38 millions d’euros de plus de l’État pour les industries sucrières outre-mer

Dernière occasion de sauver la filière canne-sucre

15 mai 2017, par Manuel Marchal

Le versement d’une aide annuelle d’État de 38 millions d’euros jusqu’en 2020 donne un sursis de trois ans à la filière canne-sucre. Cette période sera-t-elle utilisées pour créer les conditions nécessaires à la survie de ce secteur dans une économie mondialisée ? La canne à sucre assure un emploi à 18.000 personnes à La Réunion.
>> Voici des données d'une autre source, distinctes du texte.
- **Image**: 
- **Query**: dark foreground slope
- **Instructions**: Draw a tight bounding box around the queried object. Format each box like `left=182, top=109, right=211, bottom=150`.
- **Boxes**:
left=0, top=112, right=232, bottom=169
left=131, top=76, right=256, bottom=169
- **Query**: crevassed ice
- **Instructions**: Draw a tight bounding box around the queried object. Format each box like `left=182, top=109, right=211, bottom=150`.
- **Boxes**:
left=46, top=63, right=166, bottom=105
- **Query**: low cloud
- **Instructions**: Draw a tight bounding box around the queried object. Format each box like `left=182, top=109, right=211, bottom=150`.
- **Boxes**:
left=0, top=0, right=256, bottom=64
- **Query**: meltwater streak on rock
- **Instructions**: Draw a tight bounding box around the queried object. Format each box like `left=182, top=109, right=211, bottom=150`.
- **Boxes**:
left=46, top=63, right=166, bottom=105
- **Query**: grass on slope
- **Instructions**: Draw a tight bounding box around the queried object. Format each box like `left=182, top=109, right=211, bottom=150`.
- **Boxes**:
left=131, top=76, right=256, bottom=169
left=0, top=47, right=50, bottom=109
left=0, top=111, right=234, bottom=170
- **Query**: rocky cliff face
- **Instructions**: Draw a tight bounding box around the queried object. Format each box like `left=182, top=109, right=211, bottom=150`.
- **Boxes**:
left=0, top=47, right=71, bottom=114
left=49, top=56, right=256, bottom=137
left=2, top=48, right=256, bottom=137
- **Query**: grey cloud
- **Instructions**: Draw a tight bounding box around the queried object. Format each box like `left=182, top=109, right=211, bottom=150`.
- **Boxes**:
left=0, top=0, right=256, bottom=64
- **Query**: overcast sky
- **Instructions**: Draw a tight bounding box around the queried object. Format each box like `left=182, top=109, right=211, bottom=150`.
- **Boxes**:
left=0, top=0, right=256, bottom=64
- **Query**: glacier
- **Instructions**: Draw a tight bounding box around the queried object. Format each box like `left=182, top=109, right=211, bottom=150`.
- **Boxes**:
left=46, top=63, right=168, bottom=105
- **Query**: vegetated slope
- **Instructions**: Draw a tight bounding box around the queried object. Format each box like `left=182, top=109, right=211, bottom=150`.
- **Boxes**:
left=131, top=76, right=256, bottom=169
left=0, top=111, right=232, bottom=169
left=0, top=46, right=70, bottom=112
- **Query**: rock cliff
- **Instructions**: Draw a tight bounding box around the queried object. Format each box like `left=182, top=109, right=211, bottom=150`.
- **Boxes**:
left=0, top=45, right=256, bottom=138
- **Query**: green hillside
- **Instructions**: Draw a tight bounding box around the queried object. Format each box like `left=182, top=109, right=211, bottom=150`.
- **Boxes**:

Le 12 décembre 2016, la Commission européenne a notifié à la France qu’elle validait le système d’aide d’État destiné à la filière canne-sucre des Outre-mer. Le décret transposant cette mesure dans le droit français a été publié le 10 mai au Journal officiel. C’est donc une des dernières mesures du quinquennat Hollande qui a été rendue publique par un communiqué du ministère des Outre-mer diffusé après que le gouvernement ait remis sa démission au président de la République. Il a donc fallu attendre 6 mois pour que cette question aussi importante soit traitée par Paris.

Un cadre pour 3 ans

Cette mesure fixe un cadre qui reste précaire pour la filière canne-sucre. Elle donne le droit à une subvention supplémentaire de 250 euros par tonne de sucre produite, alors que le différentiel de compétitivité avec le sucre fabriqué en Europe est estimé à 272 euros. Au total, les industriels des Outre-mer toucheront tous les ans 38 millions d’euros jusqu’en 2020, bien que les surcoûts estimés sont de 41,5 millions d’euros par an. La limitation de l’enveloppe a pour but d’éviter toute « surcompensation », écrit la Commission européenne dans sa décision. L’autorisation donnée à l’État va jusqu’en 2020, et court donc sur quatre campagnes sucrières. Si la Commission européenne a donné son accord, c’est parce qu’elle a des éléments qui lui permettent d’être sûre que la production sucrière n’augmentera pas dans les Outre-mer. Cela remet en cause l’objectif qui avait été longtemps affiché d’atteindre une récolte annuelle de 2,5 millions de tonnes de cannes à sucre, afin d’être capable de produire 300.000 tonnes de sucre pour arriver au niveau du quota alloué.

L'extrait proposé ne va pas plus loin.